Don't be in a big hurry for all of the firsts in your kids’ lives. Enjoy whatever moment you are in…"Sake" was the center of our world when she was born. Our lives were dictated by her needs to eat, sleep and have her diapers changed. Have I mentioned that I do not like getting up in the middle of the night? As a result, I was particularly anxious for her to start sleeping through the night. So you would think that the first time it happened I would awaken pleasantly surprised and refreshed from a full night of sleep, right? Nope. I woke up in the middle of the night in a panic and sure something was wrong. In fact, I got up multiple times to check her.

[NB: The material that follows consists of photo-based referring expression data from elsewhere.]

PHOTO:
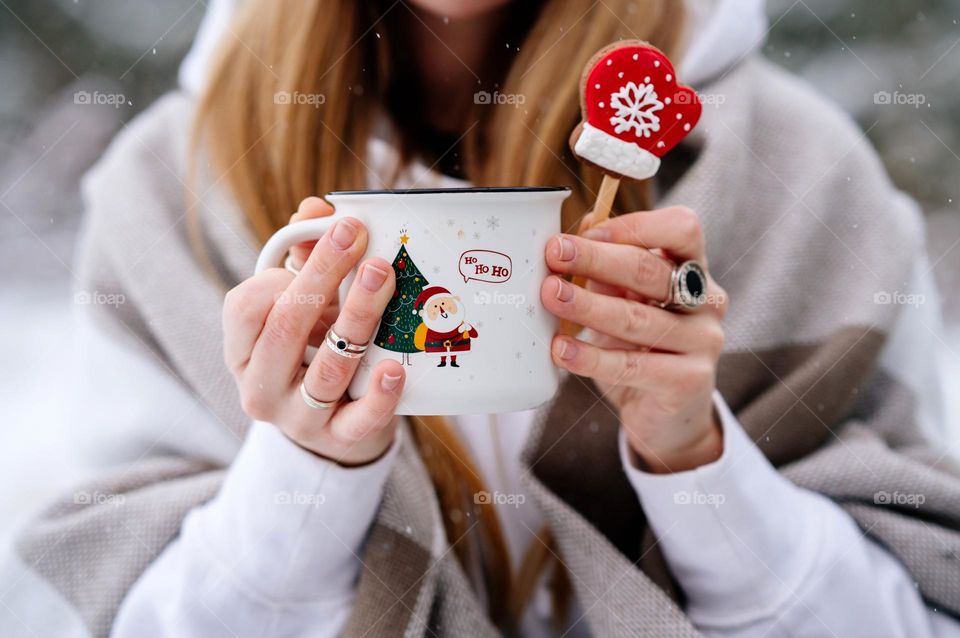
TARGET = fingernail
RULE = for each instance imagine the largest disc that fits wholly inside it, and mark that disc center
(344, 234)
(566, 349)
(564, 290)
(389, 382)
(597, 234)
(372, 277)
(566, 250)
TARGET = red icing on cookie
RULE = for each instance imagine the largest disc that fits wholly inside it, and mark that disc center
(634, 110)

This was followed by a host of other exciting firsts that weren't all that they were cracked up to be. Rolling over - which also means they can roll off places, crawling - which equals mobility, teeth -which means biting and crying, food - which is messy on the way in and smelly on the way out, walking - which means more mobility, and of course talking and potty training. It is all very exciting when it first happens but then reality and consequences come. It was nice to be able to put "Sake" in one place and know she was safe and staying put. When mobility starts, you have to reassess the safety of your home. I have been to homes with children that look like padded rooms. Everything is covered and padded; only toys are in reach, shelves are empty, and everything seems to be nailed down. Now, I am all for safety. We covered outlets, and hid cords under furniture, some things like that. I saw no sense in teaching her that she controlled the house. I put something special up high because accidents happen and things get broken (well into early adulthood). I think there is a line between safety and excessive safety. It seems to be that it is important to start teaching children at an early age that there are boundaries and what they are. Believe me; they are capable of understanding that at a young age. Enjoy each stage that your child is in. Don't be in a hurry to move on to the next. Be a parent. Set boundaries. Incorporate them into your lives and don't allow them to control yours.
1 Comment
Jen
4/23/2014 05:07:02 am
I so enjoy your "Mom Sense"! This entry made me chuckle! Miss you all!